Protein in Homo erectus Teeth Indicates Denisovan DNA Inherited by Modern Humans

Analysis of ancient proteins extracted from Homo erectus teeth has provided evidence that Denisovans interbred with this earlier human relative and passed some of that genetic material to modern humans. Homo erectus left Africa more than a million years ago and spread across Eurasia.

Previous genetic studies indicated that Denisovans carried DNA from an even earlier archaic human group. The identity of that group had remained unclear until the protein evidence pointed to Homo erectus. DNA degrades over time and becomes difficult to recover from remains older than several hundred thousand years.

Proteins preserved in tooth enamel last longer, allowing researchers to recover amino acid sequences from samples up to 2 million years old. The researchers collected microscopic samples from Homo erectus teeth recovered at three sites in China, each dated to about 400,000 years ago.

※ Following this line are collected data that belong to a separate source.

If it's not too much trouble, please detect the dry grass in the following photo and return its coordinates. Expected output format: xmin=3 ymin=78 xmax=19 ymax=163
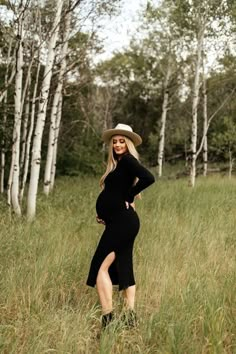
xmin=0 ymin=175 xmax=235 ymax=353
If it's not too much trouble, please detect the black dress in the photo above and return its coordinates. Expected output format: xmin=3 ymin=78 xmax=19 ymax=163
xmin=86 ymin=153 xmax=155 ymax=291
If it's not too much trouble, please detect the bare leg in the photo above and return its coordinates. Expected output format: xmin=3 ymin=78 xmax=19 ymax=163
xmin=122 ymin=285 xmax=136 ymax=310
xmin=96 ymin=252 xmax=116 ymax=315
xmin=121 ymin=285 xmax=137 ymax=327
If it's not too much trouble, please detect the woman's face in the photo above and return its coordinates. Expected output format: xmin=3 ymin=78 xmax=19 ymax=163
xmin=112 ymin=135 xmax=128 ymax=156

They first validated their methods on animal teeth from the same locations before examining five Homo erectus specimens and a Denisovan tooth from Harbin. From these samples they recovered fragments of six to 11 enamel proteins per individual. The team compared the ancient protein sequences with those found in modern humans and required that any differences appear in multiple overlapping fragments analyzed at two separate facilities.

Two amino acid differences were identified in the protein ameloblastin. One variant appears unique to Homo erectus among primates studied so far. The second variant was found in one copy of the protein in the Harbin Denisovan, alongside a version matching that of modern humans.

The genetic change responsible for this second variant has been detected in the genomes of other Denisovans as well as in several modern human populations, including groups in India, the Philippines, and elsewhere. It is present in more than 20 percent of some populations native to the Philippines.

Interpreting the Genetic Link The two protein changes occur only 20 amino acids apart in the same protein, meaning the underlying DNA variants are relatively close in the genome and are likely to be inherited together. The probability of recombination separating them is low.

One interpretation is that the Denisovans acquired one of the mutations independently. An alternative explanation is that the shared variant resulted from interbreeding between Denisovans and Homo erectus. Earlier analysis of the Denisovan genome had already indicated admixture with a much older archaic human relative.

The researchers favor the explanation that the variant entered the Denisovan lineage through interbreeding with Homo erectus. If correct, this indicates that segments of Homo erectus DNA, transmitted through Denisovans, remain in the genomes of some present-day human populations.

The study was published in Nature on May 14, 2026.